On August 27, 2010, in News 2010, by Mark Norris

By Andrea Zelinski, Tennesse Report August 27, 2010 Tennessee normally spends about seven months closing out each budget year, but officials say a string of glitches implementing a new accounting system knocked the state off schedule. State agencies ended up taking twice the time they normally do to close out the 2008-09 budget year — […]

By Andrea Zelinski, Tennesse Report
August 27, 2010

Tennessee normally spends about seven months closing out each budget year, but officials say a string of glitches implementing a new accounting system knocked the state off schedule.

State agencies ended up taking twice the time they normally do to close out the 2008-09 budget year — and Comptroller Justin Wilson said he’s worried the next round of financial audits may also face delays.

“That’s a matter of some concern to me,” he told TNReport.

As of this month, the state has officially finished all audits and paperwork associated with closing up the budget books. The process, which was supposed to be completed by March, lasted 14 months.

Not only do late audits send red flags to Washington administrators keeping an eye on the state’s federal spending, but they also force the Legislature to make decisions based on what could be inaccurate financial reports, said Senate Republican Leader Mark Norris.

This year, said Norris, “we held our nose and passed our budget without it.”

“The bad news is it’s of little use to us now,” he said, adding that lawmakers had to “fly blind” because they didn’t, with certainty, know how much money was in the state’s reserves.

This month, Wilson completed the final two documents required to finish out the budget year, an exercise that was supposed to have been competed in March.

One piece examines state government from top to bottom and is called the Tennessee Comprehensive Annual Financial Report, CAFR. The other, called the Single Audit Report, addresses how the state handles federal money.

Washington officials expected the Single Audit document in March. When they hadn’t received it in May, the U.S. Department of Education sent a letter warning Tennessee that it may withhold payment for fees and claims if the state fails to turn an audit.

According to the Department of Finance and Administration the federal government never went through with that threat.

The budget year began on July 1, 2008 and ended on July 30, 2009. The state’s finance department normally would have closed the books by Dec, 31, 2009, giving the comptroller’s office until March of 2010 to audit the budget records.

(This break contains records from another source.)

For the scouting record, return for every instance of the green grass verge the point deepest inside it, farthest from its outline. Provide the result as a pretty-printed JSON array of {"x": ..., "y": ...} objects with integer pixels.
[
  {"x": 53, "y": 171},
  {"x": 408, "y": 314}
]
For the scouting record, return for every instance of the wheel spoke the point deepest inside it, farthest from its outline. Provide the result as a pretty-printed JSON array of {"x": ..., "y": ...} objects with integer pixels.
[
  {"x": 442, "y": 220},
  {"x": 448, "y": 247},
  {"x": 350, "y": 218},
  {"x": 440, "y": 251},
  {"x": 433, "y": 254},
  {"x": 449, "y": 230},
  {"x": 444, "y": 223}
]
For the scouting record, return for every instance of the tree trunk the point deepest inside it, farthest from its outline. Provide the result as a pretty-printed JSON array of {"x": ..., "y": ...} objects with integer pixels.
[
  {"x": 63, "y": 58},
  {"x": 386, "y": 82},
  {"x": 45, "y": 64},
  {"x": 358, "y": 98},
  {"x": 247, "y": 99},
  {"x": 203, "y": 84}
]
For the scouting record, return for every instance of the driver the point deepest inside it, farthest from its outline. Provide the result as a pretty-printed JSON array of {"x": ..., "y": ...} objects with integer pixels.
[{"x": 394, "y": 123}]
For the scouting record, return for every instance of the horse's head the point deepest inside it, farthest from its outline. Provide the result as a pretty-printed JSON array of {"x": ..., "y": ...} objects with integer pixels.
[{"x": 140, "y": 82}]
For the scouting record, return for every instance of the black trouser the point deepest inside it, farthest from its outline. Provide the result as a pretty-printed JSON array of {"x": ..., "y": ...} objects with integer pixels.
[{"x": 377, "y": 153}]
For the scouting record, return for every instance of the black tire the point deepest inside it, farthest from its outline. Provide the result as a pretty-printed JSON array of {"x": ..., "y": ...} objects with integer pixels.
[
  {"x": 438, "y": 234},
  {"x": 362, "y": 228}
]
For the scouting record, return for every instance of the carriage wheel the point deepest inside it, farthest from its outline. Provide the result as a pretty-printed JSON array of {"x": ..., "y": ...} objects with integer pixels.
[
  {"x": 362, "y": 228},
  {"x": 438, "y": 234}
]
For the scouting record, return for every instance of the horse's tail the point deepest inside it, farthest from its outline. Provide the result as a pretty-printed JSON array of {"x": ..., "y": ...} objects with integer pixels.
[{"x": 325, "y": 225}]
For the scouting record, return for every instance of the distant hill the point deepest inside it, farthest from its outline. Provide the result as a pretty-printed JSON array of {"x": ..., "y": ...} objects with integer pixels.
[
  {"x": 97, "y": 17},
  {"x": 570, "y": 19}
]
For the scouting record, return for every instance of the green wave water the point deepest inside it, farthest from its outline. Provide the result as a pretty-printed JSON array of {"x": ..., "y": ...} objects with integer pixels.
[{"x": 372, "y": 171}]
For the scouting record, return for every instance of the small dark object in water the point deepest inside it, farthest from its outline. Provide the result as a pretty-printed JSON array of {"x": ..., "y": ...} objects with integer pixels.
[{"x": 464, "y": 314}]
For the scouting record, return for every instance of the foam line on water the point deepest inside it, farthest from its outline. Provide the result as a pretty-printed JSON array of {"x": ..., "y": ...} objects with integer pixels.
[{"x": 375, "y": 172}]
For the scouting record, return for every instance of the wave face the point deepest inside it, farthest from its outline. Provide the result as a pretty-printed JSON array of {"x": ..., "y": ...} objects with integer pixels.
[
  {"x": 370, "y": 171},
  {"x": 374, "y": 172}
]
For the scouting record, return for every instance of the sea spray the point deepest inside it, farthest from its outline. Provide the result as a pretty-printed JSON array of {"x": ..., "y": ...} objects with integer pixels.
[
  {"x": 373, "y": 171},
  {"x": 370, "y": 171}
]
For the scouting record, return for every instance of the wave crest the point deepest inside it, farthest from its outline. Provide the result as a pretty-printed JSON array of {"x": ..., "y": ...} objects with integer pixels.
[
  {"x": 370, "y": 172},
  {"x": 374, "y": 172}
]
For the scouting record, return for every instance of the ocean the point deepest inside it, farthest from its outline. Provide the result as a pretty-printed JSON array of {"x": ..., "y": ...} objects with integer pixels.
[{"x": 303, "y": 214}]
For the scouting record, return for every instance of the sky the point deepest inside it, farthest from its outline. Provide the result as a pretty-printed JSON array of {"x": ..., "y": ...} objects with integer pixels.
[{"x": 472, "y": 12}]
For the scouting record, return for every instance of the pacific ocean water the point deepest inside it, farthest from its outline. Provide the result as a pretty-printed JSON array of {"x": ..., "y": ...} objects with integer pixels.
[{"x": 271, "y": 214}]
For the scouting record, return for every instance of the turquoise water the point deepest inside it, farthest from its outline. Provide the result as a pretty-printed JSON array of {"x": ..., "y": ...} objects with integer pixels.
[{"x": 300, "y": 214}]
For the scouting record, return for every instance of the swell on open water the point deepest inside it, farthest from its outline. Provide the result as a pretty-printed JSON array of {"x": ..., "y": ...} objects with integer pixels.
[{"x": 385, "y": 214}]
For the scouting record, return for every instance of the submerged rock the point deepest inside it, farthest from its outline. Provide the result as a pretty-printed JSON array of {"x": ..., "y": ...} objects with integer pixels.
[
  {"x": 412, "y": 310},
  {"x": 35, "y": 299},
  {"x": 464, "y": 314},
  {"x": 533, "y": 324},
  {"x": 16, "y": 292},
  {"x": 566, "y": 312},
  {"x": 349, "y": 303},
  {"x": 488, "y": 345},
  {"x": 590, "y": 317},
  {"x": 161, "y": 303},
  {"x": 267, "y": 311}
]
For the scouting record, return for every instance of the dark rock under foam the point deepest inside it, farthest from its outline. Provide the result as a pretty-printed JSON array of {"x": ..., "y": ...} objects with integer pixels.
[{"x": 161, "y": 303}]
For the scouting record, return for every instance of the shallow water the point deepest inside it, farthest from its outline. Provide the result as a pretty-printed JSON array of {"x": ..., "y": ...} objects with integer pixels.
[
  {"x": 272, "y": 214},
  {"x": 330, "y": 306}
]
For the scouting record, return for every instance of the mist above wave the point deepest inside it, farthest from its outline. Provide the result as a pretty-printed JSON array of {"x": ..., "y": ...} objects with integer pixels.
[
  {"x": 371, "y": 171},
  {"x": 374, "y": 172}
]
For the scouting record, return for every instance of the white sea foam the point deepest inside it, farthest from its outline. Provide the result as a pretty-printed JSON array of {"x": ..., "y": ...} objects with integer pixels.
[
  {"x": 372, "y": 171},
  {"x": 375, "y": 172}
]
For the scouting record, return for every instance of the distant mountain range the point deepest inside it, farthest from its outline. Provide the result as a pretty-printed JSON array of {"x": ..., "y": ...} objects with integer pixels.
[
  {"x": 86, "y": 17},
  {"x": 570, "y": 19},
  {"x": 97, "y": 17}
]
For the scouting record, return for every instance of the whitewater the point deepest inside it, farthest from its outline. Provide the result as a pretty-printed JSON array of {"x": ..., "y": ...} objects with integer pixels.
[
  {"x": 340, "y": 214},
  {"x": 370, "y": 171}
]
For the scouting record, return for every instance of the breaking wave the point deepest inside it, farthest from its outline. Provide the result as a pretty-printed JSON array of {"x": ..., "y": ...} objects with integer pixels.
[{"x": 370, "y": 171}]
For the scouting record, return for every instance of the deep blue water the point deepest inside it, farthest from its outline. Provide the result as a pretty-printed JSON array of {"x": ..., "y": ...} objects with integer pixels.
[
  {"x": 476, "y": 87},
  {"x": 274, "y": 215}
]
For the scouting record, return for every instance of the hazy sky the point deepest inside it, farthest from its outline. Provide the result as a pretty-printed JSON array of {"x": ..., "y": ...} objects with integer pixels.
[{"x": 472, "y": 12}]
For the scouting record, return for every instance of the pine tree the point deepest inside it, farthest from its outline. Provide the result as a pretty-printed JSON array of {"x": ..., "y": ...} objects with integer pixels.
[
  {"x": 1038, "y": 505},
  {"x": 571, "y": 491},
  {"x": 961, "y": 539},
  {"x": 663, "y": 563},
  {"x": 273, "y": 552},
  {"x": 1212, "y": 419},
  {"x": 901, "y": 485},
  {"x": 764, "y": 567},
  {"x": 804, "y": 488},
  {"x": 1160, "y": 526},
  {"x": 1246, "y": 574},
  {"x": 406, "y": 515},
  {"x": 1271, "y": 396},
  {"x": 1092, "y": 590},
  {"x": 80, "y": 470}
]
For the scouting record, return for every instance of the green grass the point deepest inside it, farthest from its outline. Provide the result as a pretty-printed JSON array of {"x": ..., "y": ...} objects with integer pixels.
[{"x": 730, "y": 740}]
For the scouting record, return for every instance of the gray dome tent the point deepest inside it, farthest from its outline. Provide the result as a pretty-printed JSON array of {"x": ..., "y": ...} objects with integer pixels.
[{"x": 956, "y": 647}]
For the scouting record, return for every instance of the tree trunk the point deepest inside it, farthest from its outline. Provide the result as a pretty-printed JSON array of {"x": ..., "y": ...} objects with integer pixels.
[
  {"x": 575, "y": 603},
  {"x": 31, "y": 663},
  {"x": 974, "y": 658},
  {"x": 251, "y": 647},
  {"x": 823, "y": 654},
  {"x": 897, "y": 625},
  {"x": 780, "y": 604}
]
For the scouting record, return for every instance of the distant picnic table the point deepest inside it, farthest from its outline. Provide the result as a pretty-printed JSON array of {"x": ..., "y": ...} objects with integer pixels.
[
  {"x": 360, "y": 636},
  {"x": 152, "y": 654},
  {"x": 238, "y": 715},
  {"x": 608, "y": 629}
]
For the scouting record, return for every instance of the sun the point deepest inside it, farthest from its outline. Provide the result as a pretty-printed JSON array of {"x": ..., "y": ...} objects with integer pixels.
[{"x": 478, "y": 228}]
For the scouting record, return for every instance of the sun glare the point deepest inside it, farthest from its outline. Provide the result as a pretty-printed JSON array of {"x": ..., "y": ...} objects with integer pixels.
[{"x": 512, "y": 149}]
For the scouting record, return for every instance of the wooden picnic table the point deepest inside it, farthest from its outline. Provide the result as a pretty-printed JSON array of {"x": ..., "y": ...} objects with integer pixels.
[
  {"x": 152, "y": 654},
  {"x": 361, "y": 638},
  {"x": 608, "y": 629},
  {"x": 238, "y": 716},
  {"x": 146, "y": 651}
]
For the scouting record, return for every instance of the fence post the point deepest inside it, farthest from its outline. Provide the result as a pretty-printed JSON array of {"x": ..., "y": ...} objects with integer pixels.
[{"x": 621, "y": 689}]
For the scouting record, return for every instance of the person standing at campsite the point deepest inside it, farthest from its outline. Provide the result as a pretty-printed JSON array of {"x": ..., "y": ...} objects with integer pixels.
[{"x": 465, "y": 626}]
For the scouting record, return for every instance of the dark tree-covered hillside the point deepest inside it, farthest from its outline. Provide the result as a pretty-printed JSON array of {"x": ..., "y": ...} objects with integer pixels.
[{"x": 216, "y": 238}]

Wilson said he doesn’t know whether the state can realistically get back on schedule this year when closing the books for the 2009-10 budget year.

Norris says he’s not surprised.

“That’s sort of the domino effect. They were seven months behind on this and now it puts them further behind in closing last year’s books,” he said.

The Collierville Republican, who blamed Democratic Gov. Phil Bredesen’s administration for the delays, said he worries that the state’s delinquency status could cause a drop in the state’s bond rating or force the state to reconsider issuing some federal funds.

Department of Finance and Administration Commissioner David Goetz told TNReport in July that the bonding authorities were all up to speed on the state’s problems with its accounting system and said he didn’t expect them to lower Tennessee’s rating.

Goetz, the governor’s budget director, agreed that the new Edison accounting system may have given the state trouble.

“However, problems we experienced over the past year have led to improvements in operations,” he wrote in a letter to Wilson (pdf). “We have established an aggressive schedule to complete the CAFR for FY10 by Dec. 31, 2010. If successful, that would return the closing process to its normal schedule.”

“The Edison system replaces more than 20 major outdated and inflexible legacy systems that were 15- to 30-years old,” he added.

But Wilson said more work needs to be done.

“The ultimate success or failure of Edison depends upon the extent to which the agencies accept and utilize the advantages and recognize the pitfalls of the system,” he said in his own eight-page letter, adding that the state needs to learn from the experience to prevent the large changes from crippling state government.